Belem, 21 novembre 2025 – Alla Conferenza delle Nazioni Unite sul clima in corso a Belem, il commissario europeo per il clima, Wopke Hoekstra, ha lanciato un allarme chiaro e senza giri di parole: “Quello che abbiamo davanti è inaccettabile. Siamo troppo lontani da dove dovremmo essere. Spiace dirlo, ma rischiamo davvero di non arrivare a un accordo”. Lo ha detto nel primo pomeriggio, mentre i corridoi del centro congressi brulicavano di delegati impegnati in riunioni e consultazioni informali.
Cop30 in stallo: il rischio di un fallimento concreto
La Cop30 di Belem, partita il 18 novembre e prevista per chiudersi tra una settimana, si sta rivelando più complicata del previsto. Fonti europee parlano di distanze ancora ampie su due temi chiave: obiettivi di taglio delle emissioni e fondi per i paesi più fragili. “Siamo molto lontani da un’intesa davvero ambiziosa”, ha detto un rappresentante tedesco. La notte si preannuncia lunga.
Il nodo più spinoso è la tempistica per uscire dai combustibili fossili. Arabia Saudita e Russia, che guidano i paesi produttori, non vogliono sentire parlare di date precise per il phase-out. L’Unione Europea insiste invece per un impegno chiaro entro il 2040. “Non possiamo accettare compromessi al ribasso”, ha ribadito Hoekstra davanti ai giornalisti, con tono fermo ma preoccupato.
Europa sempre più sola? Le posizioni in campo
Negli ultimi giorni è emersa una fotografia chiara: la delegazione europea sembra isolata su diversi fronti. Gli Stati Uniti mantengono un atteggiamento attendista: “Serve pragmatismo, non slogan”, ha detto John Kerry, inviato speciale per il clima della Casa Bianca. La Cina, invece, chiede più risorse per aiutare i paesi in via di sviluppo nella transizione energetica, ma non si spinge oltre con nuovi tagli alle emissioni.
Intanto, i rappresentanti di Africa e Sud America spingono per finanziamenti certi per adattamento e mitigazione. “Non accetteremo promesse vaghe”, ha detto la ministra brasiliana Marina Silva durante un incontro con le ONG locali. L’atmosfera tra i delegati è tesa: molti temono un bis dello stallo visto alla Cop27 di Sharm el-Sheikh.
La società civile spinge: giovani in piazza contro il greenwashing
Fuori dal centro congressi, la pressione della società civile si fa sentire forte. Da ieri mattina, centinaia di attivisti, molti giovani, hanno marciato lungo Avenida Nazaré con cartelli e slogan contro il greenwashing. “Non accetteremo compromessi che condannano il nostro futuro”, ha urlato al megafono Ana Paula Costa, studentessa universitaria di Manaus.

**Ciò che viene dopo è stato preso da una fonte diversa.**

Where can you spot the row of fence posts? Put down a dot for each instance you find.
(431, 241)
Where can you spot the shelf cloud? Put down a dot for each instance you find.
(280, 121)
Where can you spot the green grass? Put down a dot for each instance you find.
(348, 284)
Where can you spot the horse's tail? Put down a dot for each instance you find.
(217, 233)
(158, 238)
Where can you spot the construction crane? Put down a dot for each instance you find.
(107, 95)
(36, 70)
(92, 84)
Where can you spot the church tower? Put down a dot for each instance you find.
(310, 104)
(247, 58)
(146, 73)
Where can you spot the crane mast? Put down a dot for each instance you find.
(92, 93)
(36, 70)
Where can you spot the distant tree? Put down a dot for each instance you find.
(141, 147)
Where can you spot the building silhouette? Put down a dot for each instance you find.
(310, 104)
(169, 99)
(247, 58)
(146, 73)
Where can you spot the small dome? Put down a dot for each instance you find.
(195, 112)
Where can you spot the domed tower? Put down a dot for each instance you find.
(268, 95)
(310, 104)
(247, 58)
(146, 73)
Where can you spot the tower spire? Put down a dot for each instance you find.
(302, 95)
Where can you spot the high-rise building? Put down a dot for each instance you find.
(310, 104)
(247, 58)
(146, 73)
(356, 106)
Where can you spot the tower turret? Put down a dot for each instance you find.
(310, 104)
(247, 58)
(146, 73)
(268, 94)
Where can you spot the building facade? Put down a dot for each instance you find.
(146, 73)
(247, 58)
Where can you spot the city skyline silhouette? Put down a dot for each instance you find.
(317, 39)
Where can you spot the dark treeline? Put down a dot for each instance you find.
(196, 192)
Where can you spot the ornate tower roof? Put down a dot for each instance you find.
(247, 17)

Le ONG internazionali chiedono impegni chiari e trasparenti. Greenpeace International avverte: “La credibilità della Cop30 è appesa a un filo”. Anche la stampa locale racconta di una crescente frustrazione tra i cittadini: nei bar del centro si discute animatamente delle trattative, tra chi spera in una svolta e chi teme un altro nulla di fatto.
Che succede adesso? Trattative serrate e scenari aperti
Nelle prossime ore sono previsti nuovi incontri bilaterali tra Unione Europea e principali economie emergenti. Il presidente della Cop30, il brasiliano João Pedro Matos Fernandes, ha invitato tutti a “dimostrare coraggio e responsabilità”. Fonti vicine all’organizzazione non escludono che i lavori possano andare oltre la scadenza prevista.
Se non si troverà un accordo entro fine settimana, il rischio è un documento finale debole o una dichiarazione senza impegni concreti. “Sarebbe un segnale negativo per il pianeta”, ha ammesso Hoekstra ai cronisti. Eppure, tra i delegati c’è chi spera ancora in una mediazione dell’ultimo minuto.
Per ora, a Belem si gioca una partita aperta, ma con margini sempre più stretti. La comunità internazionale guarda con attenzione: il tempo stringe e le aspettative sono alte. Solo nei prossimi giorni si capirà se la Cop30 riuscirà a evitare lo scenario temuto dal commissario europeo.